The asteroid is going to pass Earth tonight

A huge asteroid potentially four kilometers wide is set to pass the Earth today, (Wednesday, April 29).

NASA have revealed a photo of the asteroid – named 1998 OR2 – which will fly past Earth at approximately 10.56am.

It’s estimated to be between 1.4km and 4.1km, and will be travelling at more than 19,000 miles per hour.

That’s nine and a half times faster than a speeding bullet.

The asteroid may not seem like it is passing closely, as the asteroid won’t get closer than 3.9 million miles to our planet.

An asteroid more than a mile wide which is set to make a pass by Earth on Wednesday, although scientists insist it poses no danger. (Image: @AreciboRadar/Twitter/PA Wire)

But this distance is deemed a ‘close approach’ by NASA.

It won’t be visible, but NASA have revealed an image of the asteroid, which because of its speed, looks like it is wearing a mask.

NASA workers working at a telescope in Puerto Rico tweeted: “#TeamRadar and the @NAICobservatory staff are taking the proper safety measures as we continue observations.

“This week we have been observing near-Earth asteroid 1998 OR2, which looks like it’s wearing a mask!

“It’s at least 1.5 km across and is passing 16 lunar distances away!”

Because of how far away it will be traveling from the Earth, it won’t be visible to the naked eye.

But The Virtual Telescope Project in Rome will be hosting a free online public viewing of the asteroid pass.

You’ll be able to watch the ‘close approach’ passing online this morning here.

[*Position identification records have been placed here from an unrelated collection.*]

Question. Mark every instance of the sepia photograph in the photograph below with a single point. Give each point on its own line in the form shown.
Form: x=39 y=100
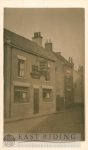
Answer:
x=44 y=74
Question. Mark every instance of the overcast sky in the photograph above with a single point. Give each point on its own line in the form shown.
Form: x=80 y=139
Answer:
x=65 y=28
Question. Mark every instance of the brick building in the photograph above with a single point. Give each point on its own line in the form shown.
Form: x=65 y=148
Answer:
x=64 y=82
x=78 y=82
x=29 y=76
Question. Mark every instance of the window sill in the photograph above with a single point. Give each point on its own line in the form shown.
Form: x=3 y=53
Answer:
x=15 y=103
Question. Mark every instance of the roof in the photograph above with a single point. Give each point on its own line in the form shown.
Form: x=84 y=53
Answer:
x=26 y=45
x=61 y=58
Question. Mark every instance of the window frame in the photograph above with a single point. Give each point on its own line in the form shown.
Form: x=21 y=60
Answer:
x=21 y=90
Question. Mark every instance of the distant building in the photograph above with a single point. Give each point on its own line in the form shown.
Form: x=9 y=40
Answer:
x=78 y=86
x=29 y=77
x=64 y=82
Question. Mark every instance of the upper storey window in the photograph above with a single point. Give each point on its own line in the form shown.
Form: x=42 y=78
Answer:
x=21 y=66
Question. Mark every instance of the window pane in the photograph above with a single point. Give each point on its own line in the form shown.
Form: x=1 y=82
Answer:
x=47 y=94
x=21 y=67
x=21 y=94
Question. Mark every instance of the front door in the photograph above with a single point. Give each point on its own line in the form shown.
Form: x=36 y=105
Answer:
x=36 y=100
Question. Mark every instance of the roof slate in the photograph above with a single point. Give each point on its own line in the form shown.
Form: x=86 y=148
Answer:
x=27 y=45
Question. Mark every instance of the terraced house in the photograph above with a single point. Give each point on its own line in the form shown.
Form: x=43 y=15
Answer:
x=29 y=76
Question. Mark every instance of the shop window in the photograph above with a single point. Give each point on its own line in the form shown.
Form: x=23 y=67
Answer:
x=21 y=67
x=47 y=94
x=21 y=94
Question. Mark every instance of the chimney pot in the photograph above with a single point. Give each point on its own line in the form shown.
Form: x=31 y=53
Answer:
x=37 y=38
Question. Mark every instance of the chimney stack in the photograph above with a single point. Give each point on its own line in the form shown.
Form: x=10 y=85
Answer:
x=37 y=38
x=70 y=60
x=48 y=45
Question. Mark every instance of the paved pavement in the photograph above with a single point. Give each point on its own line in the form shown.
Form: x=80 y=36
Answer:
x=71 y=121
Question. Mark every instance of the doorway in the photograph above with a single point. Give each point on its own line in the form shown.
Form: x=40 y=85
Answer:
x=36 y=100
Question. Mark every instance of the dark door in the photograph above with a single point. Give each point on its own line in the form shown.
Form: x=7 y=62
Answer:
x=36 y=100
x=59 y=103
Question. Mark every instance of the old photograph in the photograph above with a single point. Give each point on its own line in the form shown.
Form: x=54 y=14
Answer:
x=44 y=71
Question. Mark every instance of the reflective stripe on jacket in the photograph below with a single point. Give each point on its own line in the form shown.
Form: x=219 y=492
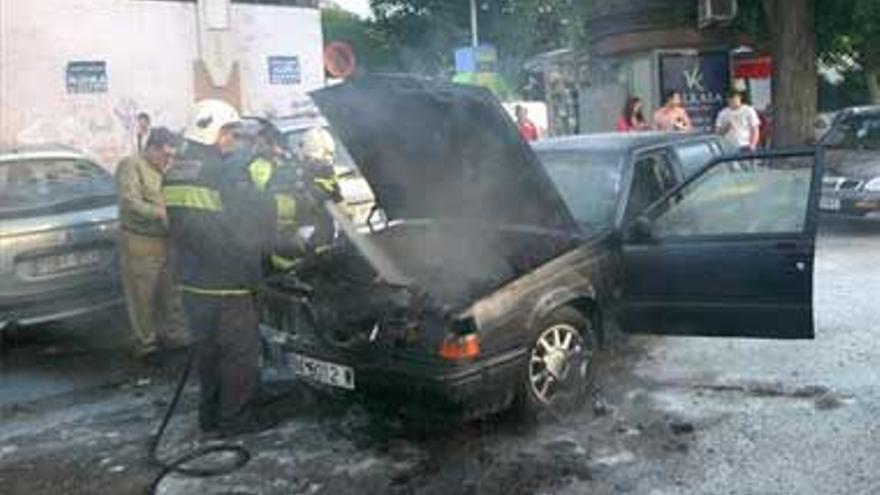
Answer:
x=221 y=226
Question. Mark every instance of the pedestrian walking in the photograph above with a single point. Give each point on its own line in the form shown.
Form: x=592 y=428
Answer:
x=527 y=129
x=739 y=123
x=672 y=117
x=632 y=119
x=142 y=131
x=222 y=229
x=153 y=303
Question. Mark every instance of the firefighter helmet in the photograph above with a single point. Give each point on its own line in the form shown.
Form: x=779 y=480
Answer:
x=207 y=119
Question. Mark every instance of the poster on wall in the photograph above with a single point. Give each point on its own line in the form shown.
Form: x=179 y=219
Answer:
x=703 y=80
x=284 y=70
x=86 y=77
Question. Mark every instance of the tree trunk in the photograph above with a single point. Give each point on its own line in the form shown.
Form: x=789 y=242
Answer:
x=873 y=77
x=795 y=81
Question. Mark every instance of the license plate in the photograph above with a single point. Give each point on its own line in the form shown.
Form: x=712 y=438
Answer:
x=829 y=203
x=332 y=374
x=50 y=265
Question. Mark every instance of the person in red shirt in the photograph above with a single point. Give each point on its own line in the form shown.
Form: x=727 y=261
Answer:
x=632 y=119
x=527 y=129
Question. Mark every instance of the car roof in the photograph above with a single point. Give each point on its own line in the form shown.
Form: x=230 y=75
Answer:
x=43 y=151
x=872 y=110
x=289 y=124
x=614 y=141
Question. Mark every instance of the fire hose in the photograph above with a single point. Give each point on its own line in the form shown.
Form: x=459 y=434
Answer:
x=178 y=464
x=387 y=271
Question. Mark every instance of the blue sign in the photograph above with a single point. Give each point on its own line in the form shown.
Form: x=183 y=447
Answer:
x=483 y=58
x=703 y=81
x=86 y=77
x=284 y=70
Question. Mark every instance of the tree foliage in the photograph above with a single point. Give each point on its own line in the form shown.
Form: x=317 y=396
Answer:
x=846 y=32
x=373 y=48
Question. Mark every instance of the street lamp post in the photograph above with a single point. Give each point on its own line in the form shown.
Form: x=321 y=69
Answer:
x=475 y=37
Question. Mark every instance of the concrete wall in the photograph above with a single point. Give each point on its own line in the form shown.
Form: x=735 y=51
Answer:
x=149 y=48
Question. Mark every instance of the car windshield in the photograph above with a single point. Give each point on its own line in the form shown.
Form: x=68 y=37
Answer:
x=855 y=132
x=32 y=186
x=589 y=183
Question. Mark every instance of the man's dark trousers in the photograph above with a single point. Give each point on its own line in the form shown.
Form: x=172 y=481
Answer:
x=226 y=329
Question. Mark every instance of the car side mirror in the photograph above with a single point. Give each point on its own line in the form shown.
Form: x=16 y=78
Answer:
x=641 y=230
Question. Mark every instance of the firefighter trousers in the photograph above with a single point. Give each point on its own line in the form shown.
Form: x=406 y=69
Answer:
x=226 y=329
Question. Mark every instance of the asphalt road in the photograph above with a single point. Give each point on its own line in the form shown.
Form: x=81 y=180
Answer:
x=674 y=416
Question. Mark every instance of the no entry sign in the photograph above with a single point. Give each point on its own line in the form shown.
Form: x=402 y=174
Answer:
x=339 y=60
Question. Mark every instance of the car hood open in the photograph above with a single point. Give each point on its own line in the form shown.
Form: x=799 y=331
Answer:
x=434 y=150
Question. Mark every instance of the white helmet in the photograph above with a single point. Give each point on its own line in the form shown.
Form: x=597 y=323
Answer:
x=208 y=117
x=317 y=145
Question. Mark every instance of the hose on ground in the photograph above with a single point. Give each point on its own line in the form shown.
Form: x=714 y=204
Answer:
x=241 y=456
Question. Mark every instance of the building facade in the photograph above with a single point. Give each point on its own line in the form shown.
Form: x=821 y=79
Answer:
x=77 y=72
x=638 y=46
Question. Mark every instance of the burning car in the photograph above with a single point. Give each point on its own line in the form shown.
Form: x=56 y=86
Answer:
x=487 y=288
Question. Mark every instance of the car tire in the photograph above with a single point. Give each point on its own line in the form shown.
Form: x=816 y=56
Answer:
x=557 y=378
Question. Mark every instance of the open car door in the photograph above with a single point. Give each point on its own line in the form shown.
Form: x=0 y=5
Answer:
x=727 y=253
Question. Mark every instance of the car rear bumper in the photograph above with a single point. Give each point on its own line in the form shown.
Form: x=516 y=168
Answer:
x=850 y=203
x=59 y=305
x=431 y=389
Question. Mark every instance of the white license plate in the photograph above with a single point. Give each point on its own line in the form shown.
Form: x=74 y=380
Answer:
x=829 y=203
x=320 y=371
x=50 y=265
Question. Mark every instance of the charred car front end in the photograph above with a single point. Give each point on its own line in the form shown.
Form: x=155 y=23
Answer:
x=486 y=287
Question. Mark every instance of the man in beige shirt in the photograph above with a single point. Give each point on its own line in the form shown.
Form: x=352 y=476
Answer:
x=154 y=307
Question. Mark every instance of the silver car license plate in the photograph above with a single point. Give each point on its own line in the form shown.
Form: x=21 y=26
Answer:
x=332 y=374
x=50 y=265
x=829 y=203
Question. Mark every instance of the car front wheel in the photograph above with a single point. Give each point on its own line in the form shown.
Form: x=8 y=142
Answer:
x=559 y=371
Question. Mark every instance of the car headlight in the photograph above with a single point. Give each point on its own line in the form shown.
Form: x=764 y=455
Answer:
x=873 y=185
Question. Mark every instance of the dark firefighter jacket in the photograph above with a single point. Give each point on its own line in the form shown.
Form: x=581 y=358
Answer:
x=310 y=187
x=222 y=228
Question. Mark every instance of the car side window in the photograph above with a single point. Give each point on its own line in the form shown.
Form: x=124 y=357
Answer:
x=653 y=176
x=769 y=197
x=694 y=156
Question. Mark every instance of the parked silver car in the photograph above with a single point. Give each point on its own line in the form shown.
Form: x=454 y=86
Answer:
x=58 y=234
x=851 y=186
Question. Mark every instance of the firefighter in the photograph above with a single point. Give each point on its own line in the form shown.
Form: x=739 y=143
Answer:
x=153 y=303
x=271 y=171
x=221 y=229
x=317 y=154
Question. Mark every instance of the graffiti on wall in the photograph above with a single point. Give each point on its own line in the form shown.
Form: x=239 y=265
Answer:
x=103 y=129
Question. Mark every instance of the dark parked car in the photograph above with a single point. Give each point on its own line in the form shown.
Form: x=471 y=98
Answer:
x=58 y=228
x=488 y=288
x=851 y=186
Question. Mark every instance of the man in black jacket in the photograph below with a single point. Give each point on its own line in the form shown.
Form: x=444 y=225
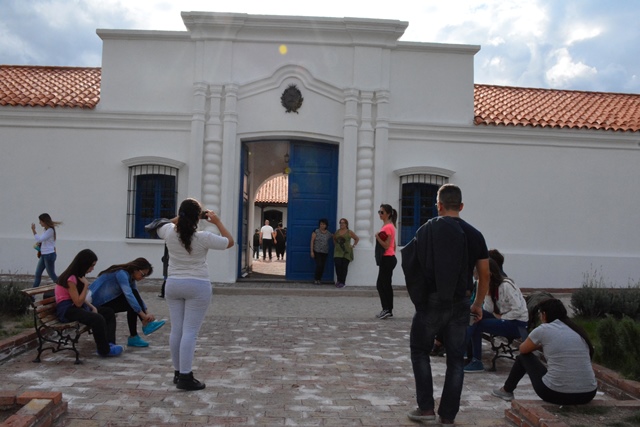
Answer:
x=438 y=266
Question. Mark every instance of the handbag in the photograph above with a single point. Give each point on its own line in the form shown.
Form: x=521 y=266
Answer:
x=37 y=248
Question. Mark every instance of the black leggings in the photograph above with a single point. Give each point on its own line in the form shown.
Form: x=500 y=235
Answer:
x=102 y=324
x=383 y=284
x=531 y=365
x=120 y=305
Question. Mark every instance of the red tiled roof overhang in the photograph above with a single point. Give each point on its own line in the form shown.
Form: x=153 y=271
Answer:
x=517 y=106
x=31 y=86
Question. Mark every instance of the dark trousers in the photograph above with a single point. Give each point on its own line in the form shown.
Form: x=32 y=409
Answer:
x=383 y=284
x=102 y=324
x=120 y=305
x=321 y=260
x=267 y=245
x=530 y=364
x=451 y=321
x=342 y=268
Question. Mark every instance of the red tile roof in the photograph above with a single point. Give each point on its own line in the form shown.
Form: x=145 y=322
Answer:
x=518 y=106
x=494 y=105
x=274 y=191
x=31 y=86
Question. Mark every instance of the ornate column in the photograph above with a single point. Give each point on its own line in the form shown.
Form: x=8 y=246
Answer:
x=364 y=170
x=197 y=140
x=212 y=166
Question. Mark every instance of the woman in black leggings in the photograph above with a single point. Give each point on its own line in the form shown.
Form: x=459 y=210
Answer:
x=570 y=379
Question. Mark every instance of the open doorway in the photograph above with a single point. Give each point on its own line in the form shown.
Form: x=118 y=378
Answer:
x=310 y=170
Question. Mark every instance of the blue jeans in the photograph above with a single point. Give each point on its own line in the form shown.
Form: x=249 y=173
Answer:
x=451 y=320
x=47 y=262
x=490 y=324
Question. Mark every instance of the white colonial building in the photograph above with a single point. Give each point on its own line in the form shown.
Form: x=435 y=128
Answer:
x=354 y=116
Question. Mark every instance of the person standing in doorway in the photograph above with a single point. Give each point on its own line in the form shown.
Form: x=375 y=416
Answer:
x=385 y=252
x=320 y=248
x=281 y=242
x=445 y=249
x=46 y=242
x=266 y=239
x=256 y=244
x=343 y=251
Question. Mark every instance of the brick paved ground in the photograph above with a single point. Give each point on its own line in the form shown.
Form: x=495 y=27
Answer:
x=271 y=355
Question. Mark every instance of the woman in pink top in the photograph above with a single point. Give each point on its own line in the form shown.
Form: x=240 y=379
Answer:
x=386 y=258
x=71 y=304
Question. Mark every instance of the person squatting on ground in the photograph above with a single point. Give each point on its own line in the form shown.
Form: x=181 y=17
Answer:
x=116 y=288
x=343 y=251
x=71 y=304
x=385 y=253
x=188 y=291
x=504 y=313
x=320 y=248
x=568 y=378
x=438 y=265
x=46 y=247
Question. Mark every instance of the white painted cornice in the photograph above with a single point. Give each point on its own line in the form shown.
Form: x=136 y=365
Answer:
x=578 y=138
x=283 y=29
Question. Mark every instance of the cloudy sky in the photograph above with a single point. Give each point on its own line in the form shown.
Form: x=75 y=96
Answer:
x=562 y=44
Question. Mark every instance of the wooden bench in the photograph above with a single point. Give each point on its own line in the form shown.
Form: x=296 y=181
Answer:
x=52 y=334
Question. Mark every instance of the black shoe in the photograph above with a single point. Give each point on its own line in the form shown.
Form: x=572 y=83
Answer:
x=187 y=382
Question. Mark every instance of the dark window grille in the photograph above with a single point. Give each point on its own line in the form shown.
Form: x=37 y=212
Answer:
x=152 y=194
x=417 y=204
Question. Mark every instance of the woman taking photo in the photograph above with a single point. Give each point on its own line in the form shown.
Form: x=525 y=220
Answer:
x=71 y=305
x=386 y=258
x=116 y=288
x=569 y=378
x=504 y=313
x=188 y=289
x=343 y=251
x=47 y=248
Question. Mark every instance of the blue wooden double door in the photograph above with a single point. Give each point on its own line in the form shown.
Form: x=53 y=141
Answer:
x=313 y=189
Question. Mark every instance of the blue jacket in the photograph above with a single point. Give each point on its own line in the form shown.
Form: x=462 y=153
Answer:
x=110 y=286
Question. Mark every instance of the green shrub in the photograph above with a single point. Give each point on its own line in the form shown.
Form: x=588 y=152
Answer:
x=596 y=299
x=12 y=301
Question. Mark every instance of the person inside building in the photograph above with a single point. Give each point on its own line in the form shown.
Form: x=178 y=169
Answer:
x=343 y=251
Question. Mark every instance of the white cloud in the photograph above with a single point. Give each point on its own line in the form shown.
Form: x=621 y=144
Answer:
x=565 y=70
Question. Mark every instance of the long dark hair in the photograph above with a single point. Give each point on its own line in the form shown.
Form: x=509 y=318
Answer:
x=188 y=218
x=393 y=214
x=131 y=266
x=46 y=219
x=78 y=267
x=554 y=309
x=495 y=280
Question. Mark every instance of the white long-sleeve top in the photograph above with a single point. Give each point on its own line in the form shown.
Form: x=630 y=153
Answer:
x=511 y=303
x=47 y=241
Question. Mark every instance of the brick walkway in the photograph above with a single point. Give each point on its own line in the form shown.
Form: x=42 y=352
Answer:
x=270 y=354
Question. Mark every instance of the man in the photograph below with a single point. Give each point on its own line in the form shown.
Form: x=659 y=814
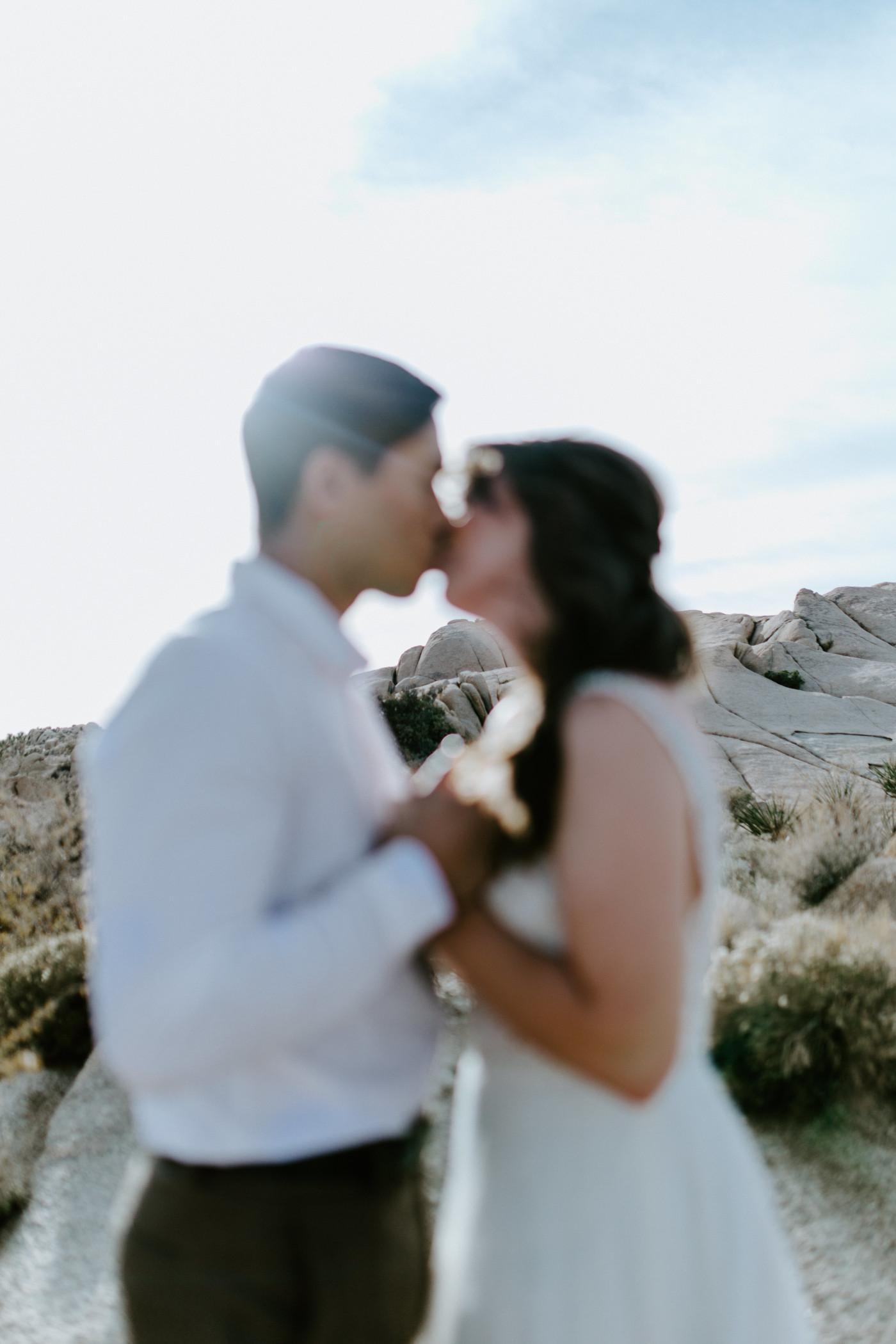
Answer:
x=254 y=984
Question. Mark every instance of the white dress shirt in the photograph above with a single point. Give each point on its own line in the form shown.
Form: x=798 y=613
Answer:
x=253 y=984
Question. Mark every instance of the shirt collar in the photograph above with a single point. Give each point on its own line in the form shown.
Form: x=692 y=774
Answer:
x=300 y=607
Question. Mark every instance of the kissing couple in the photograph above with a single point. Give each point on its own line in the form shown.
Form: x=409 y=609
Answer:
x=266 y=889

NASA have reassured the public that it’s incredibly unlikely that the asteroid will collide with Earth.

But because the scientists working at the organisation discover around 30 ”near-earth” objects every week, there is a chance one huge asteroid could collide with Earth one day.

NASA explained: “Experts estimate that an impact of an object the size of the one that exploded over Chelyabinsk, Russia, in 2013 – approximately 55 feet (17 meters) in size – takes place once or twice a century.

“Impacts of larger objects are expected to be far less frequent (on the scale of centuries to millennia).

“However, given the current incompleteness of the NEO catalogue, an unpredicted impact – such as the Chelyabinsk event – could occur at any time.”